Yas ile birlikte birlikte eğlence bir süre yok olabilirdi onunla sıkıntım olamazdı insanlar bir zahmet acılarını yaşasın , ama annelerinin kaybı abi- kardeşin bu kadar az görüşmesinin bahanesi olamazdı.

Tüm gece düşündükten sonra romanda ki sahneleri de tekrar gözümün önüne getirerek bir karara vardım.

Destekleyici rol olan takıntılı kardeş , korumak dışında başka nasıl davranabileceğini bilmiyordu.

Geleceğe o kadar odaklıydı ki şu anını yaşayamıyordu.

Daha on yedi yaşında olan Renat'ın da aslında yalnız olduğuna emin oldum.

Ben ve vicdanım bunun peşini bırakamazdık. Sabah ilk işim mutfağa girip kurabiye yapmaya girişmek olmuştu ,hatta orda olmama tüm mutfak halkıyla şaşıran Briella'ya da bir önlük giydirip önüne hamuru koymuştum.

Geçmiş dünya bilgisi ... seviliyorsun.

Sonuç olarak kendimi Renat'ın çalışma odasına atmıştım. Kapıyı açıp beni gördüğünde olan ifadesi ise çok hoştu , o kadar hoştu ki bir hamamböceği olduğumu emin oldum.

"Leydi Lounberg , ziyaretinizin sebebini öğrenebilir miyim ?" sessizliği bozan Renat'a gülümsedim.

"Sizi ziyaret etmem için illa bir sebep mi lazım genç edendi ? Hoş sohbet etme isteğimle de gelmiş olabilirim."

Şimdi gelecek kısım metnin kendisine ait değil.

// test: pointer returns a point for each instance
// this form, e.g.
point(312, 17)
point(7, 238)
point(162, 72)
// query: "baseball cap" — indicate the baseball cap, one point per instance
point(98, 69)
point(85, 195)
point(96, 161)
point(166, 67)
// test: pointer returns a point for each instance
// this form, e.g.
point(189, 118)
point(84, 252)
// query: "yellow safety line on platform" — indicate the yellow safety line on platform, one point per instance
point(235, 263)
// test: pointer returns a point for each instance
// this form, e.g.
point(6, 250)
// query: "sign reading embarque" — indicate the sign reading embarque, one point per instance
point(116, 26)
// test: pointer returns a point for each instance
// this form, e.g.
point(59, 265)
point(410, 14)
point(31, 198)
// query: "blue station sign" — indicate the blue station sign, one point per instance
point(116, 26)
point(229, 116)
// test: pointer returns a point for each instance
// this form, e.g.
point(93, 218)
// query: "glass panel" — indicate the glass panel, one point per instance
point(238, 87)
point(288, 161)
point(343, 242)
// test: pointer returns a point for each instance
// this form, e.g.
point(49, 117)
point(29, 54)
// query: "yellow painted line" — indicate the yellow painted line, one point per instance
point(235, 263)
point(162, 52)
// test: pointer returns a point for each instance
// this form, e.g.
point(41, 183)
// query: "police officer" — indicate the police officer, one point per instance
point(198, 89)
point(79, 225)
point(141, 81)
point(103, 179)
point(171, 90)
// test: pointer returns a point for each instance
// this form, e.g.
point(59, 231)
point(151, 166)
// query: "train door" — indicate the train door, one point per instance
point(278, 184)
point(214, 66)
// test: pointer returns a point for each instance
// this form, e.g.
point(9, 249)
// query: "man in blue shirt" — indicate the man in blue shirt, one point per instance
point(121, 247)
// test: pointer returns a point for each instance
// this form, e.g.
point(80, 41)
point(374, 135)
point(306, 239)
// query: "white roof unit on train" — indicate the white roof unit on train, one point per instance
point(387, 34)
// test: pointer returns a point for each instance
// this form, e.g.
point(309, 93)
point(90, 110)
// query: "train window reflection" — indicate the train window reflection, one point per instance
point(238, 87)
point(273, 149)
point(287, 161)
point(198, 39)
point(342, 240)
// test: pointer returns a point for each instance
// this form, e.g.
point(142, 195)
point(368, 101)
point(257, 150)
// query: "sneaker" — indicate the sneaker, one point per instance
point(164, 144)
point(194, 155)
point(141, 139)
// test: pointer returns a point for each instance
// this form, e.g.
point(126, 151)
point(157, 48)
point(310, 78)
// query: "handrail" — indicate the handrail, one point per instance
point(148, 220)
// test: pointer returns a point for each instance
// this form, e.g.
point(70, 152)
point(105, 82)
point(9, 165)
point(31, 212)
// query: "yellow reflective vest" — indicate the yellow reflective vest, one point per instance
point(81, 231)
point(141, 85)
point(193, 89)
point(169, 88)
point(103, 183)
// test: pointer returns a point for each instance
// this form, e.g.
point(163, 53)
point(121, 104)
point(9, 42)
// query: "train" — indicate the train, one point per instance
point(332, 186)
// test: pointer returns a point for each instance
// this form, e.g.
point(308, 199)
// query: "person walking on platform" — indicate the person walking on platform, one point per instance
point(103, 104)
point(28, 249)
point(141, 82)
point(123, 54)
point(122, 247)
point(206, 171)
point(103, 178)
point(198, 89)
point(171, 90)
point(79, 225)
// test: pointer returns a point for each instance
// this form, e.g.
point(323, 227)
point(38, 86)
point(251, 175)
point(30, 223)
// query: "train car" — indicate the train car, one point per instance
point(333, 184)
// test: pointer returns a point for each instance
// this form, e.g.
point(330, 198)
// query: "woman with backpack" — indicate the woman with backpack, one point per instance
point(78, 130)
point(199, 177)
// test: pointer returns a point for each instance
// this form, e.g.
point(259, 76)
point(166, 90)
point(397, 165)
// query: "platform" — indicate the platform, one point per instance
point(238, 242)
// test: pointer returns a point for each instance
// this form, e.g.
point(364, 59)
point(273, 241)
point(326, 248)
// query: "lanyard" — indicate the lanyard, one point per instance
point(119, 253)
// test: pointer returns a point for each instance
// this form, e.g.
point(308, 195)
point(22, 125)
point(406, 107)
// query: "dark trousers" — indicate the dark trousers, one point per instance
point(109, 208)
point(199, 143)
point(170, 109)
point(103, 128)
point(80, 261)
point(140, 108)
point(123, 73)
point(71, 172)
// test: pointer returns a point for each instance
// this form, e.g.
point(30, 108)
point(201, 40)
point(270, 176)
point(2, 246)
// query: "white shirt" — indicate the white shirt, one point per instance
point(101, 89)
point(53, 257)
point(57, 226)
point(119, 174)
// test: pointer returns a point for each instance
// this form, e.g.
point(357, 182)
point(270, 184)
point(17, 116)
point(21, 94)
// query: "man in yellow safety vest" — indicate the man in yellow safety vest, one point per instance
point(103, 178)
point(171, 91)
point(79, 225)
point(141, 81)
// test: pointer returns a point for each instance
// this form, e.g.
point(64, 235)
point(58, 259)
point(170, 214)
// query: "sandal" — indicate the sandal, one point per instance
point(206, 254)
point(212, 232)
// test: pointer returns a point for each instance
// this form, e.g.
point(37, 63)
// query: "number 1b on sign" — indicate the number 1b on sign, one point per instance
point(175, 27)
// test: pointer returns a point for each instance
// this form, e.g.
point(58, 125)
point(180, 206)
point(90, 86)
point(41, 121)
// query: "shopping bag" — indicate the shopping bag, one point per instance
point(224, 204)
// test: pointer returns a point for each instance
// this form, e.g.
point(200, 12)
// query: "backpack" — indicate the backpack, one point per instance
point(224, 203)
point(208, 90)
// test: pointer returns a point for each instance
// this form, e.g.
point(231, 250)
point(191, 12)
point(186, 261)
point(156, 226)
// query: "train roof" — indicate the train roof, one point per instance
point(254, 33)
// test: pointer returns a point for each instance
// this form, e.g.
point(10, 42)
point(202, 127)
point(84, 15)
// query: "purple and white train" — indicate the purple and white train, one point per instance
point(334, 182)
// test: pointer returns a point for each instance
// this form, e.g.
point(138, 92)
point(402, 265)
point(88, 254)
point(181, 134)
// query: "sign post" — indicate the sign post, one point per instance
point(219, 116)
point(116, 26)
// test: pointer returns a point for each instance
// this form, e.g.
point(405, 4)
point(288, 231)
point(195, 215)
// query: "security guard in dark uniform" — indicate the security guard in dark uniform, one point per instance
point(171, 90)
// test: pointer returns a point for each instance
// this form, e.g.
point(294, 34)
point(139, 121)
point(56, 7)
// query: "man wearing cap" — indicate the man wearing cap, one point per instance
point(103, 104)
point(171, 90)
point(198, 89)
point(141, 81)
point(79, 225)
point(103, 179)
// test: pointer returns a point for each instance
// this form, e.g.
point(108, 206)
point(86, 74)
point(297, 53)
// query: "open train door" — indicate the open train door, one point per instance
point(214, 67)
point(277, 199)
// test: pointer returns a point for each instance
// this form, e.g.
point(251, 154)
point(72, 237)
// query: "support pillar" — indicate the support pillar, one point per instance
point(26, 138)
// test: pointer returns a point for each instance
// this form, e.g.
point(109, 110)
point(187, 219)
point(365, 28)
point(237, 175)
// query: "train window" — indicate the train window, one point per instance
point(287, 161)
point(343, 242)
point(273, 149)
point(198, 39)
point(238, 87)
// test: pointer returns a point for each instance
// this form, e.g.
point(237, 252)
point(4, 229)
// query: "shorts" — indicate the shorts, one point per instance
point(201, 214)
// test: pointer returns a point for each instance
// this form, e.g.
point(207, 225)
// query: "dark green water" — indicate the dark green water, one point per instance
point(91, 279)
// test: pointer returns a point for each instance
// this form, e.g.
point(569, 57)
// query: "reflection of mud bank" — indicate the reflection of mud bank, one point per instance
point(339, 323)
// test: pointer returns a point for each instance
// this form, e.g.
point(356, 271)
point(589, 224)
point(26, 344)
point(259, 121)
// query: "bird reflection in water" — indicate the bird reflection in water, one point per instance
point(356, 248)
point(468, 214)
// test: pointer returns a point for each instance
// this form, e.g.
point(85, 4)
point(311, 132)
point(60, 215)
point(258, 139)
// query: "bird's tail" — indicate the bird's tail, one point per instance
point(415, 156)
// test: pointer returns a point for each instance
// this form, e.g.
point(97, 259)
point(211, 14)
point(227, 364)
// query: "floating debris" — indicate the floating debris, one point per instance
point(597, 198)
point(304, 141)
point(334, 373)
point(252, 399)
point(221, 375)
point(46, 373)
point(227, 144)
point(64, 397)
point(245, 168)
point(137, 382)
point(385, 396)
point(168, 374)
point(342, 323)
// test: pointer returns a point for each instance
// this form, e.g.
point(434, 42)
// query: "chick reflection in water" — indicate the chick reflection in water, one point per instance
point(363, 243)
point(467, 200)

Yalandan kim öldü bilmem ama kontenjan boşsa o ben olabilirim.

Söylediğim şeyin inanılmazlığından, minimum mimikle maksimum verimi almaya çalışan Renat'ın bile gözü seğirdi.

"Eminim ki leydimiz buraya kadar sadece çayına ,beni izleyerek kurabiye batırmaya gelmemiştir, çekingen olmanıza gerek yok." sesi alaycıydı.

Sinirden yanağımın içini ısırıp gülümsedim. Açık açık alay ettiğini bilmeme rağmen söyledikleri beni düşündürdü.

Renat'ı karşıma oturtup tüm gün çay ve kurabiye eşliğinde uzandığımı hayal ettim... fena olmazdı sanki. Düşünce beni kıkırdattı.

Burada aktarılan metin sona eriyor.